Um Olhar Sobre a Urbanização em Encostas de Risco
Minas Gerais destaca-se como o estado brasileiro com a maior extensão de áreas urbanizadas em encostas íngremes, revelando um quadro preocupante para a segurança dos moradores. A informação foi divulgada na última quarta-feira (4) pelo MapBiomas, por meio do Mapeamento Anual das Áreas Urbanizadas no Brasil. Somente no estado mineiro, as fortes chuvas da semana passada resultaram em 72 mortes e um desaparecimento, intensificando a urgência da questão, que já contabiliza quase 14,5 mil hectares ocupados em locais vulneráveis.
Para se ter uma ideia, cada hectare corresponde a 10 mil metros quadrados, uma área superior à de um campo de futebol profissional, que possui um pouco mais de 7 mil metros quadrados. Outros estados também enfrentam esse desafio: Rio de Janeiro, São Paulo e Santa Catarina têm, respectivamente, 8,5 mil hectares, 8,1 mil hectares e 3,7 mil hectares urbanizados em terrenos inclinados.
Os Impactos das Chuvas em Juiz de Fora
Juiz de Fora, município mineiro severamente afetado pelas chuvas, é responsável por 65 mortes e se posiciona como a terceira cidade brasileira com a maior área urbanizada em declive. Dados de 2024 mostram que a cidade possui 1.256 hectares construídos em regiões com maior risco de deslizamento. Em comparação, as capitais Rio de Janeiro e São Paulo ocupam os primeiros lugares, com 1,7 mil hectares e 1,5 mil hectares, respectivamente, em áreas de risco.
Crescimento Acelerado das Construções em Terrenos Inclinados
O estudo, que analisou a ocupação urbana nos últimos 40 anos, revela que a construção em áreas de risco cresceu em um ritmo alarmante, superando o aumento geral da urbanização. Se, por um lado, as áreas urbanas no Brasil cresceram 2,5 vezes, por outro, as construções em terrenos inclinados triplicaram nesse mesmo período. Entre 1985 e 2024, a área urbanizada no país saltou de 1,8 milhão de hectares para 4,5 milhões de hectares, o que corresponde a um crescimento anual de cerca de 70 mil hectares, equivalente ao tamanho de uma cidade de médio porte.

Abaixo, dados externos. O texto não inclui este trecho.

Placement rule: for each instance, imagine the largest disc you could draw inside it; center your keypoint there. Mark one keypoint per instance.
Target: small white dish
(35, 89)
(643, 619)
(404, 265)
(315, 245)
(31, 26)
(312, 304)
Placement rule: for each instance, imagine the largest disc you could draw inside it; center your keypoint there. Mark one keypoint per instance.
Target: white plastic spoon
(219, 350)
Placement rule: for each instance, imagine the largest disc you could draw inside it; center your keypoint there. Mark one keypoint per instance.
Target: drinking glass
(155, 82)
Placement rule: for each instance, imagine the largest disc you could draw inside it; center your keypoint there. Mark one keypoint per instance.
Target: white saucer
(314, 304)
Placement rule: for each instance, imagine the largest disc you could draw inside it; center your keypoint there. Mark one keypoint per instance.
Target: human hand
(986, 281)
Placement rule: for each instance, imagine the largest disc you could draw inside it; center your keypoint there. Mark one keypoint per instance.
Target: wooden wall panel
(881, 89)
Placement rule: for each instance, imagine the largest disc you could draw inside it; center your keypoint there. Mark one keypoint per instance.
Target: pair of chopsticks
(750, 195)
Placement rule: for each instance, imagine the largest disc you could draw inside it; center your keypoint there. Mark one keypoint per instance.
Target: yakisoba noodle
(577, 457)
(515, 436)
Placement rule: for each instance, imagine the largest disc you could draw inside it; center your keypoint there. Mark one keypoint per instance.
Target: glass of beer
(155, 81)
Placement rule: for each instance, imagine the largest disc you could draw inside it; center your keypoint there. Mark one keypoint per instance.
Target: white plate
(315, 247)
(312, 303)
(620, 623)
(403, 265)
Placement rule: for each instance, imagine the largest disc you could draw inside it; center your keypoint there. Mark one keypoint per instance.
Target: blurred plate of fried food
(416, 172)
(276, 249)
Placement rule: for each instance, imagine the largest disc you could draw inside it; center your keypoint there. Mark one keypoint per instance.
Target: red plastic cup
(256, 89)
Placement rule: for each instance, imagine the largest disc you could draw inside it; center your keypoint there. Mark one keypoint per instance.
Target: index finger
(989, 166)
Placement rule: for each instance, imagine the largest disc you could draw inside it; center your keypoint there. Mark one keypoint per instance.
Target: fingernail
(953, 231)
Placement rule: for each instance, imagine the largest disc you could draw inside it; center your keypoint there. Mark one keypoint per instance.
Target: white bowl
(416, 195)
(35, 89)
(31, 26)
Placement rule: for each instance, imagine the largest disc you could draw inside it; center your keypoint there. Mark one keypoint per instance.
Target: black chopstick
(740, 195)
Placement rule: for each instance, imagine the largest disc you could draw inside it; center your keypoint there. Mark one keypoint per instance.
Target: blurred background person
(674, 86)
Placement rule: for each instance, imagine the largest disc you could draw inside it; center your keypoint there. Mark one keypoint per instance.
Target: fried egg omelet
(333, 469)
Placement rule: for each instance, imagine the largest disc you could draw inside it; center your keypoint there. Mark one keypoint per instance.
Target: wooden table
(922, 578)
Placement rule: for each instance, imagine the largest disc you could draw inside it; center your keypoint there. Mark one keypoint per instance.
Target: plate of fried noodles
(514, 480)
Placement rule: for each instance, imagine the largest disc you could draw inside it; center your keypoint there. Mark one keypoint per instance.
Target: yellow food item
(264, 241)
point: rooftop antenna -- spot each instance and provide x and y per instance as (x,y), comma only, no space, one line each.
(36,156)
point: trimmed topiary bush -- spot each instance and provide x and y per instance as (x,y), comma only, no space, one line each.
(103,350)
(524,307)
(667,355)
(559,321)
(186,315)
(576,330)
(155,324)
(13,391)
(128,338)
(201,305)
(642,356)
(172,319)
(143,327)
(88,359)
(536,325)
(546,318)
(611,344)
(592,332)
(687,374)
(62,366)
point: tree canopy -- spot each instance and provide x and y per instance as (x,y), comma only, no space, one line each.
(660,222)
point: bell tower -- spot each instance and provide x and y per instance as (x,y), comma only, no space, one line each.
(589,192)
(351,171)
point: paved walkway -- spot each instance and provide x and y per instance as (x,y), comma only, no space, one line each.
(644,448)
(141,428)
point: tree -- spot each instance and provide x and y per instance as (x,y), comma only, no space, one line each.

As construções em regiões com declividade acentuada e, portanto, maior risco de erosão e deslizamento, aumentaram de 14 mil hectares em 1985 para impressionantes 43,4 mil hectares em 2024.
Riscos Associados à Drenagem Natural
Outro fator que agrava a situação é a proximidade de rios e córregos, que contribui para a drenagem natural das áreas urbanas. Em 2024, pesquisadores identificaram que 1,2 milhão de hectares de áreas urbanas no Brasil estão expostos a um risco maior de inundação devido a essa característica. O estado do Rio de Janeiro é o que apresenta a maior área urbana em risco devido à proximidade de áreas de drenagem, totalizando 108,2 mil hectares em 2024. A ocupação nessas regiões quase dobrou ao longo de quatro décadas.
Em Rondônia, a situação não é diferente. A construção em áreas próximas a drenagem natural mais que dobrou: de 7,3 mil hectares em 1985 para 18,8 mil hectares em 2024. Este crescimento acentuado evidencia a necessidade de políticas públicas mais eficazes para mitigar os riscos relacionados à ocupação desordenada em áreas vulneráveis.